No matter which way you slice it, the player with Enstrom will gain a bump. Placing Entsrom with Myers though allows the Jets to roll three pairs that tend to sit above 50 percent. As long as the Jets can fix the mess in their forwards, the Jets defense should do fine.
Bring on Hutchinson, or don’t
There are some who argue that Ondrej Pavelec is the reason why the Jets are in the playoffs. This comes along with the false idea that points late in the season are more meaningful than points early in the season.
Both Pavelec and Hutchinson have struggled at parts in the season. Both Pavelec and Hutchinson have excelled at parts in the season.
A late stretch of shutouts caused Pavelec to out perform Michael Hutchinson as a whole this season, while Hutchinson has out performed Pavelec over their respective careers.
Most likely Hutchinson is a better goalie than Pavelec, but Hutchinson’s true talent level is relatively unknown. We do know though that Pavelec currently has sat with a 0.893 save percentage so far in the playoffs.

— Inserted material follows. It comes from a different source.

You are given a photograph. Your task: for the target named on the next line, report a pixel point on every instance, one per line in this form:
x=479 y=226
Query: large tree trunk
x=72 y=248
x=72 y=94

Either way, it is pretty much a coin flip on who will play better next game… even if one side is slightly weighed more than the other.
As we have noted previously, the margins in winning is quite limited.
There is a tonne of parity at both the team and player level in the NHL. Goals are rare events and often come from broken or fluke plays. Players are humans and can vary in performance greatly from game to game.
All these factors and more cause very little differentiation between optimal and most used non-optimal deployments.
If Hutchinson is indeed the better goaltender, using Hutchinson over Pavelec likely improves a game where the Jets have a 53 percent chance at winning to a 54 or 55 (numbers are arbitrarily made up). Putting the best lines together or good lines together does not change things significantly. Sitting one fourth line player over the other doesn’t move a team from pretender to contender.
Still, the margins being small also means every little bit helps.
The Jets are down three games and are in danger of being swept. Only four teams have come back from a three game deficit.
Why not just go for it and deploy the players by the numbers?